The Imaginary Marriage

Chapter 30

Chapter 301,923 wordsPublic domain

“WAITING”

Hugh Alston had certainly not attempted anything in the way of picturesque disguise. There was nothing brigandish or romantic about the appearance of the very ordinary-looking young man who put in an appearance at Starden village.

Quite what his plans were, what he proposed doing and how he should do it, Hugh had not the slightest idea. He mistrusted Slotman. He experienced exactly the same feelings as would a man who, hearing that there was a savage wild beast let loose where an immense amount of harm may be done, puts a gun under his arm and sallies forth.

Even if Joan had not the immense claim on him that she had, he believed he would do exactly what he was doing now. He might be wrong about Slotman, of course. The man might have cleared out and left the country, but Hugh fancied that he had not. Here was a little gold-mine, a young girl, rich and unprotected, a girl of whom this villain believed certain things, which if true would give him a great power over her. That they were not true, Slotman did not know, and he would use his fancied knowledge to obtain his ends and to make Joan’s life unbearable.

So Hugh Alston was here in rough, shaggy tweeds, sitting on the self-same seat beside the old stocks where most mornings Ellice Brand came.

“I’m here,” he said to himself, and pulled hard on his pipe. “I am here, and here I am going to stay. Sooner or later, unless I am dead out in my reckonings, that brute will turn up, and when he does he’ll find me here ahead of and waiting for him.”

“The Meredyths,” said Mrs. Bonner, “hev lived at Starden”—she called it ‘Sta-a-arden’—“oh, I wouldn’t like to say for how long, centuries anyhow. Then for a time things got despirit with them, and the place was sold. Bought it was by Mr. Gorridge, a London gentleman. Thirty years he lived here. I remember him buying it; I would be about eighteen then, just before I married Bonner.

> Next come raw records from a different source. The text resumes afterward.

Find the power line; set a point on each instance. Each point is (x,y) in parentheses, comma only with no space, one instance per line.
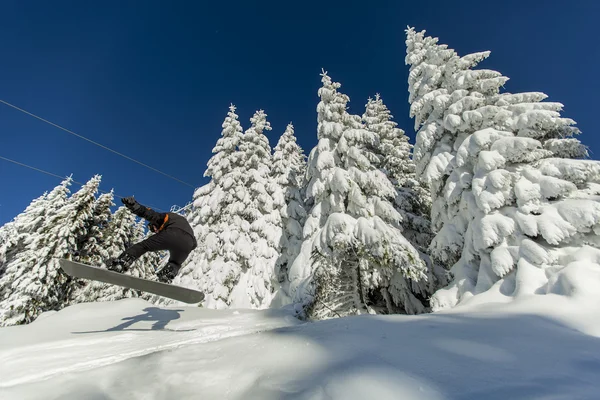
(97,144)
(63,177)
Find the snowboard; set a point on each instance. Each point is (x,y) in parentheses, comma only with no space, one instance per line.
(174,292)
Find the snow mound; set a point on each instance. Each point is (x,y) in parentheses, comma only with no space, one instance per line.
(540,346)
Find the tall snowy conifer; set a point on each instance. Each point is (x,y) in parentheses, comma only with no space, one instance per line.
(289,170)
(514,210)
(121,232)
(354,258)
(413,199)
(34,282)
(259,210)
(25,227)
(214,268)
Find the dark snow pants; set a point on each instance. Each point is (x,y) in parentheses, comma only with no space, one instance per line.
(178,242)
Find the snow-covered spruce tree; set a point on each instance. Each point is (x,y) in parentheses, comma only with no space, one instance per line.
(21,231)
(92,247)
(413,199)
(354,258)
(528,208)
(120,233)
(289,170)
(35,281)
(221,243)
(259,209)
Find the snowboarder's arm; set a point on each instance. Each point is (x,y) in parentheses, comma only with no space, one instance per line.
(152,243)
(144,212)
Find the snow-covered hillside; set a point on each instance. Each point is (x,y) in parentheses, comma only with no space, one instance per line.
(543,347)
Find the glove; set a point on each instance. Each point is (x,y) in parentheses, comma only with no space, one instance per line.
(129,202)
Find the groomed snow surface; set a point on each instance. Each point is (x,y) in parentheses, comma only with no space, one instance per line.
(542,347)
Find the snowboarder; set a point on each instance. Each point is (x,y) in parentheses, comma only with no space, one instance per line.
(171,231)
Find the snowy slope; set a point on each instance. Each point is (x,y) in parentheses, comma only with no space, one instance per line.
(536,348)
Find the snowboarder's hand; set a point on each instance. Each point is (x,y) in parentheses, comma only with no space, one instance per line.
(128,201)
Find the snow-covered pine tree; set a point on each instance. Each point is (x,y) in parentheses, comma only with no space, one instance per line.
(214,268)
(34,282)
(354,258)
(413,199)
(259,212)
(119,234)
(21,231)
(527,209)
(92,248)
(288,171)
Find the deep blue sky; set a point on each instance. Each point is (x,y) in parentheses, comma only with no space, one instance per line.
(153,80)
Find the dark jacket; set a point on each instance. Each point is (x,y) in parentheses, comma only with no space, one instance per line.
(163,220)
(174,234)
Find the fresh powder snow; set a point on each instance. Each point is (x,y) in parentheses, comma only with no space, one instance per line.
(539,347)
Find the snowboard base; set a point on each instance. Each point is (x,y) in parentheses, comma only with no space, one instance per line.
(170,291)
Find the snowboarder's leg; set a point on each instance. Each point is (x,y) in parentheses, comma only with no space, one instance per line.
(182,247)
(160,241)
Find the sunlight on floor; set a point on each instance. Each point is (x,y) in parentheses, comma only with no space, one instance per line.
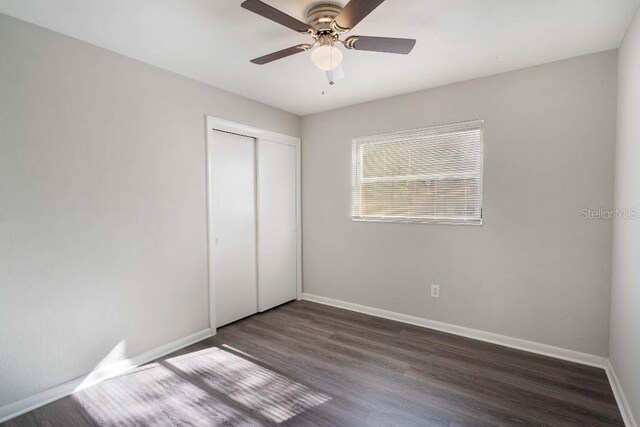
(114,363)
(154,395)
(271,394)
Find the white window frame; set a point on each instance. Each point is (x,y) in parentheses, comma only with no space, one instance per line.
(357,160)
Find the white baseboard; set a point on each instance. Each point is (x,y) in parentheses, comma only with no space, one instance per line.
(503,340)
(623,404)
(517,343)
(47,396)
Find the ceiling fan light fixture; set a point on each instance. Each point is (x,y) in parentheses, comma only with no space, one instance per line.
(326,57)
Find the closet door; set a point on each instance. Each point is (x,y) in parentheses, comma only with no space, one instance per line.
(232,158)
(277,260)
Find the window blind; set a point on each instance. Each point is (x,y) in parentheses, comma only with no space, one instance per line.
(431,175)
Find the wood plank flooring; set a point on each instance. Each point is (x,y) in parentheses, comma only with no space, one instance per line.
(309,364)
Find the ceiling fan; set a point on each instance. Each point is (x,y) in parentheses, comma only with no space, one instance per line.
(326,23)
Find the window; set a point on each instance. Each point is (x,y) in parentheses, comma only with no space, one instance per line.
(430,175)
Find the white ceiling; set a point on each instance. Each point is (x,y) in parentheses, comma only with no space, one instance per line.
(213,41)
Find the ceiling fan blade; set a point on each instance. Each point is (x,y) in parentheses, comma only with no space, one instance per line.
(269,12)
(354,12)
(281,54)
(380,44)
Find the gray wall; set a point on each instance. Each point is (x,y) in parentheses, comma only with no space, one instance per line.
(102,204)
(535,270)
(624,344)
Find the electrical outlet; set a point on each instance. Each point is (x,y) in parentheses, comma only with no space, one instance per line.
(435,291)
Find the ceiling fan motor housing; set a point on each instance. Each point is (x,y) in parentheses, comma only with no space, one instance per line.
(321,15)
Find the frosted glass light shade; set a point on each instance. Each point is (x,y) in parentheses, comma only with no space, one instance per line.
(326,57)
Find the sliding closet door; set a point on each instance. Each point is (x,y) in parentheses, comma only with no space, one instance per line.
(277,259)
(232,160)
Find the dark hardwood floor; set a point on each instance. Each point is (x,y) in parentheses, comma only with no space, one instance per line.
(309,364)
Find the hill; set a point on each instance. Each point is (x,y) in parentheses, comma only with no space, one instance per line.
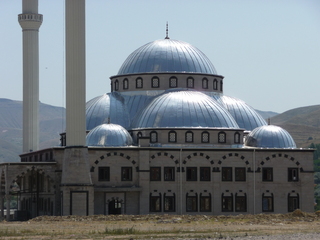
(52,121)
(302,123)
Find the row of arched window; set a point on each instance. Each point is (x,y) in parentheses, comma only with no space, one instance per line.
(189,136)
(173,83)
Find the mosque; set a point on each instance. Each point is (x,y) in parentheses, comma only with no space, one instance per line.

Master Roger I think it was, anyhow one of ’em—the Meredyths I mean—went to Australia and kep’ sheep or something there, and made money, and he bought the old place back, Mr. Gorridge being dead and gone. You’ll see ’is tomb in the church, Mr. Alston.”

“Thank you,” Hugh said. “I’ll be sure to look for it.”

“A wonderful expensive tomb, and much admired,” said Mrs. Bonner.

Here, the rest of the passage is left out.